RE: Problems with select distinct

2005-01-26 Thread Gustafson, Tim
Michael,

Thanks for your suggestion.  Here's the query that seems to have fixed
the problem, without a DISTINCT clause:

select Documents.ID, 
   Name, 
   max(DownloadLog.AddedOn) as DownloadedOn 
from Documents, 
 DocumentFiles, 
 DownloadLog 
where Documents.ID = DocumentFiles.Document and 
  DocumentFiles.ID = DownloadLog.DocumentFile 
group by Documents.ID 
order by DownloadedOn desc 
limit 10

It seems to work perfectly.  Thanks again!

Tim Gustafson
MEI Technology Consulting, Inc
[EMAIL PROTECTED]
(516) 379-0001 Office
(516) 480-1870 Mobile/Emergencies
(516) 908-4185 Fax
http://www.meitech.com/ 



-Original Message-
From: Michael Stassen [mailto:[EMAIL PROTECTED]
Sent: Wednesday, January 26, 2005 12:08 AM
To: Frederic Wenzel
Cc: Gustafson, Tim; mysql@lists.mysql.com
Subject: Re: Problems with select distinct



Frederic Wenzel wrote:

 On Tue, 25 Jan 2005 08:44:45 -0500, Michael Stassen
 [EMAIL PROTECTED] wrote:
 
I suspect mysql is doing the DISTINCT before the ORDER BY.  One of the
reasons I avoid DISTINCT when possible.
 
 Isn't this supposed to be correct? Ordering has to take place as the
 very last operation, after any selection and projection, doesn't it?
 
 Regards
 Fred

In theory, or in practice?  In practice, ordering is sometimes done
ahead of 
time using an index, and DISTINCT may be optimized as a GROUP BY.  In 
theory, ORDER BY sorts the rows and DISTINCT throws out duplicates.  So
long 
as we sort by columns included in the SELECT output, it won't make any 
difference which you do first and which last.  The problem comes when we

sort on columns not in the selected output.  Now that I've thought about
it 
some more, I don't believe order of operations matters at all in that
case, 
because  which duplicate rows are thrown away by DISTINCT is not
defined. 
You see?  Suppose, prior to DISTINCT or ORDER BY, you have these rows:

   ID Name
  +--+--+
   10 Test 1
   10 Test 1
   11 Test 2
   10 Test 1
   11 Test 2

Which two rows should DISTINCT keep?  Even if you sort first, DISTINCT
is 
under no obligation to choose the first rows it finds.
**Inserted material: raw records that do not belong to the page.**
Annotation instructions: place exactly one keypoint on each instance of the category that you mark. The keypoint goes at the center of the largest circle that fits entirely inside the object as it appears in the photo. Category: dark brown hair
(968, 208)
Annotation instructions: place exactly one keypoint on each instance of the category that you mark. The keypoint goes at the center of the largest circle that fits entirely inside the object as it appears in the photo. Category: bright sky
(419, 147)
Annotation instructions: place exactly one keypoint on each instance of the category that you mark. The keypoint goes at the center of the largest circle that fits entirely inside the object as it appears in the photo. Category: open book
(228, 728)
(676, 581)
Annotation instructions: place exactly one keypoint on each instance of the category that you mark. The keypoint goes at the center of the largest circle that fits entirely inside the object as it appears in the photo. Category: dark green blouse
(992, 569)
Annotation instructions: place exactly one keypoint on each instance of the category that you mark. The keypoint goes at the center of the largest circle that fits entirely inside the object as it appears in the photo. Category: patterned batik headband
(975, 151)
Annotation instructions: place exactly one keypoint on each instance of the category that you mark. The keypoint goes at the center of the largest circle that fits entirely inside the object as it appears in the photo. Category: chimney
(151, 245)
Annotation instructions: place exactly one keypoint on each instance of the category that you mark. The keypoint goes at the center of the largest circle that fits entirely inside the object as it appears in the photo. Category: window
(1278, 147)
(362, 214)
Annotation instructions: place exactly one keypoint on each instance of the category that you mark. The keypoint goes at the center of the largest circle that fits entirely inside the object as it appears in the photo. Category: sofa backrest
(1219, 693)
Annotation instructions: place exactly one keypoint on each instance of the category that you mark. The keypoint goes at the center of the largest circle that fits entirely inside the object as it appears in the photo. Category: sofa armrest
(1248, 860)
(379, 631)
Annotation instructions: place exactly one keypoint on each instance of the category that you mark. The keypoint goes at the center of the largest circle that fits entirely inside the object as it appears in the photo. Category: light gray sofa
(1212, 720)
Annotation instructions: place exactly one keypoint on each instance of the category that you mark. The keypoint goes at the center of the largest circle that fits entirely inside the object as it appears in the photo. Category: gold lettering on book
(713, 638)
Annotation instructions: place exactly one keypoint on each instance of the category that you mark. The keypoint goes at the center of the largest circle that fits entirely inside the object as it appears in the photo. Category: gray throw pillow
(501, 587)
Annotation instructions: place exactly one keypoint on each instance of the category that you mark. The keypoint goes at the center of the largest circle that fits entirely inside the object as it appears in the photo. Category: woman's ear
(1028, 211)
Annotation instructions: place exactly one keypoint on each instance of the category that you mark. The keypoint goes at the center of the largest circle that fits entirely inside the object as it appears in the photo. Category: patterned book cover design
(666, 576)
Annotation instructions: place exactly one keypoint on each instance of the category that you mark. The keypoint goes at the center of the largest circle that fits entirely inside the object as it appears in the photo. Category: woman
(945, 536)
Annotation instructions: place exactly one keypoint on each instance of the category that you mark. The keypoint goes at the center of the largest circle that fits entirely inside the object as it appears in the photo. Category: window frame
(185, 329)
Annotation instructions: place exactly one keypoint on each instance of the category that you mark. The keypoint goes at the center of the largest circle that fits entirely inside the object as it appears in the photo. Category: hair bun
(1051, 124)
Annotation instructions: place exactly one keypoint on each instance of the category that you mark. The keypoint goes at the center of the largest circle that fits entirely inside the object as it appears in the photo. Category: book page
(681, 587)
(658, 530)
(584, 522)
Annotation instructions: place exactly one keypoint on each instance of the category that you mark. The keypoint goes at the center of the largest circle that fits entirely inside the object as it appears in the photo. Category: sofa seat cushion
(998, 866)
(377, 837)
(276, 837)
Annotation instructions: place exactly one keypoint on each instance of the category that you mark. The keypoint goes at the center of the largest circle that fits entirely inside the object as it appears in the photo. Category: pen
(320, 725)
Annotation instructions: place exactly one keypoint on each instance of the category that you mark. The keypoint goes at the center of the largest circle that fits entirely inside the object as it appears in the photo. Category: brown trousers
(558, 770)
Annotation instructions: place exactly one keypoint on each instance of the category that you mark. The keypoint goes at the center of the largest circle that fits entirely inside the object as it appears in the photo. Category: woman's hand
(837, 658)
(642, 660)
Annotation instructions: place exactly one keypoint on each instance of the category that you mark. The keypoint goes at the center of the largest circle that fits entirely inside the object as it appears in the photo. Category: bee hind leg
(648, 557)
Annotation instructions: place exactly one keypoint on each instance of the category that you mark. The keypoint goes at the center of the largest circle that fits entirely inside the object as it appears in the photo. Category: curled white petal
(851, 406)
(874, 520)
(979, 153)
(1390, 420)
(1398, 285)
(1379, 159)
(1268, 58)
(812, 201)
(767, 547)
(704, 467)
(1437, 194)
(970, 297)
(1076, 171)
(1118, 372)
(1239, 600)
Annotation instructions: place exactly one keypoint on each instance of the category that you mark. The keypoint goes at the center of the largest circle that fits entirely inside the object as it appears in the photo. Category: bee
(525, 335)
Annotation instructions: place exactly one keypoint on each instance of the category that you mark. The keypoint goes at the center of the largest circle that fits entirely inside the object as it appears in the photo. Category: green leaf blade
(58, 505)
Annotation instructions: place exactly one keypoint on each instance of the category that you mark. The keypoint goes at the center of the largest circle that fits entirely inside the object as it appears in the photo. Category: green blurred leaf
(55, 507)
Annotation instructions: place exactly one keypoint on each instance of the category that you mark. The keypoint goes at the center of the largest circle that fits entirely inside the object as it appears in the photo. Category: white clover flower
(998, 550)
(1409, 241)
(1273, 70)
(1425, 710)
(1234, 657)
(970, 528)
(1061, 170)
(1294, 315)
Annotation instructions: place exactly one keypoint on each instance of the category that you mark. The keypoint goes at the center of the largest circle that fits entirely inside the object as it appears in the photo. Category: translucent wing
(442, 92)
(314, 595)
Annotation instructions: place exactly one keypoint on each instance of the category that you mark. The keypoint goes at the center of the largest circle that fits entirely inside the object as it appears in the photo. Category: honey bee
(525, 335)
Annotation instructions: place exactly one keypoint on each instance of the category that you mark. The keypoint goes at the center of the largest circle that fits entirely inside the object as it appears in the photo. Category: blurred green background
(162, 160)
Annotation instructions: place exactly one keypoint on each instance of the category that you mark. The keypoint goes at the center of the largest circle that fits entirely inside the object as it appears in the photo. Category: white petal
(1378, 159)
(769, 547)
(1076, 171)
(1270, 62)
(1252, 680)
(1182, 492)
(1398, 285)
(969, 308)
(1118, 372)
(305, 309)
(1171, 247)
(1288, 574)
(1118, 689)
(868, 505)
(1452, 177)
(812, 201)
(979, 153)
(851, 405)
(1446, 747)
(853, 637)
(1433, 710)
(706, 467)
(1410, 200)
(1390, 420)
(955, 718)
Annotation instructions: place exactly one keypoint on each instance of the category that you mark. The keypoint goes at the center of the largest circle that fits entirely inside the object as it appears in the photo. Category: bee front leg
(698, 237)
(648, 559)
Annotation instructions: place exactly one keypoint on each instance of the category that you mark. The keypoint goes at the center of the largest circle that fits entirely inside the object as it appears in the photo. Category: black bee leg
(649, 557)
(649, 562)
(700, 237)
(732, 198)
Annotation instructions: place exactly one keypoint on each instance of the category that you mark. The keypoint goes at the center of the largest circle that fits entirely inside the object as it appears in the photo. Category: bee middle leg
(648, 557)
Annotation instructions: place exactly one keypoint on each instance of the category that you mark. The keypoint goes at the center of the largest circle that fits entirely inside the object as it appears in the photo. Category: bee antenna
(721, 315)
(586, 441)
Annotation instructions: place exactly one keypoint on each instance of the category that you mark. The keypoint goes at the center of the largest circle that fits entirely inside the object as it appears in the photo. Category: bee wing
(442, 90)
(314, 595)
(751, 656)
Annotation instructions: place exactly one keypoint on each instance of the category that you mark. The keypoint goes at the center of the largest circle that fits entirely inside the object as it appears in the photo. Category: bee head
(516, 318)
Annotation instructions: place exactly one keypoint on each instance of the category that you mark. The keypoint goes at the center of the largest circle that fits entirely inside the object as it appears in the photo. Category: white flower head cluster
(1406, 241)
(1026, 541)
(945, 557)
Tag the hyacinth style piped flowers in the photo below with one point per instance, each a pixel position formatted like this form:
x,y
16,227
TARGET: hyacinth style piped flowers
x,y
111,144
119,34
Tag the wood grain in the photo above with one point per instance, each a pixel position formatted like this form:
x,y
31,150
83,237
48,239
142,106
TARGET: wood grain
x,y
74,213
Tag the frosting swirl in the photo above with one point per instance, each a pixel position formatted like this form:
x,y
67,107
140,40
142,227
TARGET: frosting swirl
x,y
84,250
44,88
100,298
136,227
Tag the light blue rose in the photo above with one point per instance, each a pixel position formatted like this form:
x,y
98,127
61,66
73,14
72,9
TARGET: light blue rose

That DISTINCT may be optimized as a GROUP BY is instructive.  MySQL lets
you 
do things like

   SELECT id, name, updated FROM mytable GROUP BY id, name;

but the 'updated' column is chosen more at less randomly for each group.

That is, for each group, you simply get one value of updated from an 
undetermined row which belongs to the group.  I think that's what's 
happening here.  The lesson is that you cannot use DISTINCT and then
ORDER 
BY an unselected column and get meaningful results.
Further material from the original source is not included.